La recién nacida recibió el nombre de Deniz. Este nombre fue elegido deliberadamente, en memoria de su homónima, una combatiente de Sheikh Maqsoud que fue asesinada por militantes de Hayat Tahrir al-Sham. Su cuerpo fue arrojado desde un edificio en un intento de humillar y aterrorizar a la comunidad. Deniz representaba la valentía, la resistencia y la negativa a someterse a la violencia. Su muerte tenía como objetivo silenciarla, pero su nombre sigue siendo pronunciado.
Al llamar a su hija Deniz, Rangin y su familia hicieron una poderosa declaración: que incluso en las condiciones más oscuras, la vida no será borrada. Deniz nació en el desplazamiento, pero también en la memoria y el significado. Así es como nacen les Deniz en esta tierra: la gente se niega a dejar que la brutalidad sea la última palabra.
Lo que le sucedió a esta familia refleja la realidad generalizada de miles de personas de Rojava. Las personas civiles son atacadas, desplazadas y empujadas a condiciones inseguras simplemente por ser quienes son. Las familias se ven obligadas a huir de sus pueblos en pleno invierno y a vivir en refugios superpoblados, sin atención médica, calefacción ni productos de primera necesidad. Viven con el temor constante de que la violencia vuelva a alcanzarles.

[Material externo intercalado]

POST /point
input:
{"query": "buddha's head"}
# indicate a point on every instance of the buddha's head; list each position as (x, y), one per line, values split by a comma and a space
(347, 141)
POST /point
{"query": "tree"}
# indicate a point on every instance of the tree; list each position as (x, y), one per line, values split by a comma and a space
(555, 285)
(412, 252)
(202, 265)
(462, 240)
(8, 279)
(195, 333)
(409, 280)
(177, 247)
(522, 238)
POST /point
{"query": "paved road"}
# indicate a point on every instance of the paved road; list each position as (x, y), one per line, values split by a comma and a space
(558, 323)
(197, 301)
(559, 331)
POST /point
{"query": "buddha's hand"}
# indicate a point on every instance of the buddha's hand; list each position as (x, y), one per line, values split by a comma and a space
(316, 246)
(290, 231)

Y, sin embargo, la vida continúa. Nació una niña. Un nombre sobrevivió. La oscuridad no logró detener la existencia.
Oramos por Deniz, nacida en el desplazamiento, para que su vida esté llena de seguridad y dignidad.
Oramos por Rangin y su familia, por su sanación y protección.
Oramos por la valentía de Deniz, la luchadora, y por todas las mujeres que resistieron hasta su último aliento.
Y oramos por las miles de personas de Rojava que han huido de sus hogares y ahora se enfrentan al frío invierno sin seguridad ni refugio. Que encuentren calor, protección y el derecho a regresar a sus hogares.